Smith Martin A, Mattick John S
RNA Biology and Plasticity Laboratory, Garvan Institute of Medical Research, 384 Victoria St, Darlinghurst, NSW, 2010, Australia.
St-Vincent's Clinical School, Faculty of Medicine, UNSW Australia, Sydney, NSW, 2052, Australia.
Methods Mol Biol. 2017;1526:65-85. doi: 10.1007/978-1-4939-6613-4_4.
Protein-coding RNAs represent only a small fraction of the transcriptional output in higher eukaryotes. The remaining RNA species encompass a broad range of molecular functions and regulatory roles, a consequence of the structural polyvalence of RNA polymers. Albeit several classes of small noncoding RNAs are relatively well characterized, the accessibility of affordable high-throughput sequencing is generating a wealth of novel, unannotated transcripts, especially long noncoding RNAs (lncRNAs) that are derived from genomic regions that are antisense, intronic, intergenic, and overlapping protein-coding loci. Parsing and characterizing the functions of noncoding RNAs-lncRNAs in particular-is one of the great challenges of modern genome biology. Here we discuss concepts and computational methods for the identification of structural domains in lncRNAs from genomic and transcriptomic data. In the first part, we briefly review how to identify RNA structural motifs in individual lncRNAs.
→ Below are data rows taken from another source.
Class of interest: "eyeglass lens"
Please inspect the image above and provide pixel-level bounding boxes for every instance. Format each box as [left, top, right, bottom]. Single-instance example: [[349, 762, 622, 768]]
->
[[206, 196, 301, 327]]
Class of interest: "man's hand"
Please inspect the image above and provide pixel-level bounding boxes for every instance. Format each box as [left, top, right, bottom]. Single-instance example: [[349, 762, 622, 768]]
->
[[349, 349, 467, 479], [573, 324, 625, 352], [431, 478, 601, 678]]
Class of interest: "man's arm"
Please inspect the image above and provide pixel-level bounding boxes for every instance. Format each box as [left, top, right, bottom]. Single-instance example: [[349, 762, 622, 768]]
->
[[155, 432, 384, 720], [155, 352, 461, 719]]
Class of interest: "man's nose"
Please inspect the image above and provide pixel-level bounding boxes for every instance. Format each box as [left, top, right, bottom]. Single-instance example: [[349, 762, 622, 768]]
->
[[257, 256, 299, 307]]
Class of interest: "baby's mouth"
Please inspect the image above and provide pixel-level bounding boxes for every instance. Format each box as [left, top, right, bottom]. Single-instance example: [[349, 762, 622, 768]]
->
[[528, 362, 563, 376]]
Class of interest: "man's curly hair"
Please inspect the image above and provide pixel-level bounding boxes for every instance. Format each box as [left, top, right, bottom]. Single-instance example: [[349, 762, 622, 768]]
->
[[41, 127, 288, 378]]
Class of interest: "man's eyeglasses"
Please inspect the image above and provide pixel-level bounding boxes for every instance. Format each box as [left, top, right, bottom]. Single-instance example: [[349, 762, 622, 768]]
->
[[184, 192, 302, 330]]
In the second part, we describe how to leverage the evolutionary dynamics of structured RNAs in a computationally efficient screen to detect putative functional lncRNA motifs using comparative genomics.
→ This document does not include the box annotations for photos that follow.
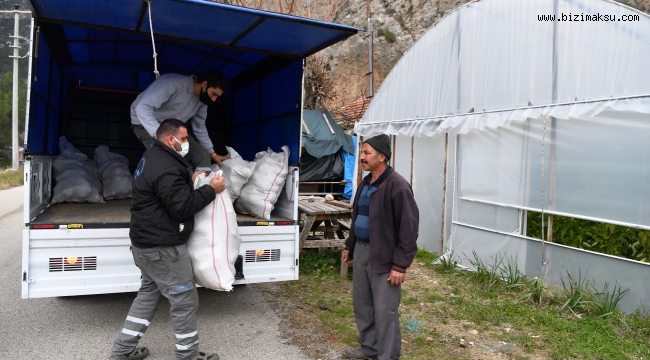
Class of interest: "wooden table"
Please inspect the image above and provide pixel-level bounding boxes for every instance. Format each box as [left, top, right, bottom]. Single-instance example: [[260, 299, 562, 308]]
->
[[298, 198, 352, 276]]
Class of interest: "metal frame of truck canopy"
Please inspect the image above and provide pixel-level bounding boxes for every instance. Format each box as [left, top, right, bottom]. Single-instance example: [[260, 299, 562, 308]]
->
[[22, 0, 357, 298]]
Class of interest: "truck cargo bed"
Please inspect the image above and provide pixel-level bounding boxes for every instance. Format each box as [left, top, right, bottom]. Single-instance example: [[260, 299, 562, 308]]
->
[[29, 199, 295, 229], [29, 199, 131, 229]]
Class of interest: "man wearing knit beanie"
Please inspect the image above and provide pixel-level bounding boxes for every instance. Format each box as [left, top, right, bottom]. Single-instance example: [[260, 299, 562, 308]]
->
[[363, 134, 392, 162], [341, 135, 419, 360]]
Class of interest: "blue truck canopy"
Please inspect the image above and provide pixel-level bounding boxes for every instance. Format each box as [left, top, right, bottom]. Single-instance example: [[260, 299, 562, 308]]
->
[[25, 0, 359, 163]]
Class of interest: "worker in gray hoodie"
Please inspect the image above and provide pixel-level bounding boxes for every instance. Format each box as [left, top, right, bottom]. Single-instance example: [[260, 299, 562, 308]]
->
[[131, 70, 230, 171]]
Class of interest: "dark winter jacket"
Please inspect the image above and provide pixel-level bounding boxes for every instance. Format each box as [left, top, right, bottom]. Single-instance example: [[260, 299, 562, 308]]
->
[[129, 140, 215, 248], [345, 170, 420, 274]]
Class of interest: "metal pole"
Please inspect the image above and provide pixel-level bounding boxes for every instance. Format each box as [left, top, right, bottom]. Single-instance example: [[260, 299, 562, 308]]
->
[[11, 5, 20, 170], [23, 18, 34, 151]]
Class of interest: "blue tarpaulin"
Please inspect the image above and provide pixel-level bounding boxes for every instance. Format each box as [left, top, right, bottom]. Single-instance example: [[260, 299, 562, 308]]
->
[[26, 0, 358, 164], [302, 110, 354, 159], [343, 136, 358, 200]]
蛋白质编码RNA仅占高等真核生物转录输出的一小部分。其余的RNA种类涵盖了广泛的分子功能和调控作用,这是RNA聚合物结构多价性的结果。尽管几类小非编码RNA的特征相对明确,但高通量测序技术的普及使得大量新的、未注释的转录本不断涌现,尤其是来自反义、内含子、基因间和重叠蛋白质编码基因座的长链非编码RNA(lncRNA)。解析并确定非编码RNA(尤其是lncRNA)的功能是现代基因组生物学面临的重大挑战之一。在此,我们讨论从基因组和转录组数据中识别lncRNA结构域的概念和计算方法。第一部分,我们简要回顾如何在单个lncRNA中识别RNA结构基序。第二部分,我们描述如何利用结构化RNA的进化动力学,通过计算效率高的筛选,使用比较基因组学来检测假定的功能性lncRNA基序。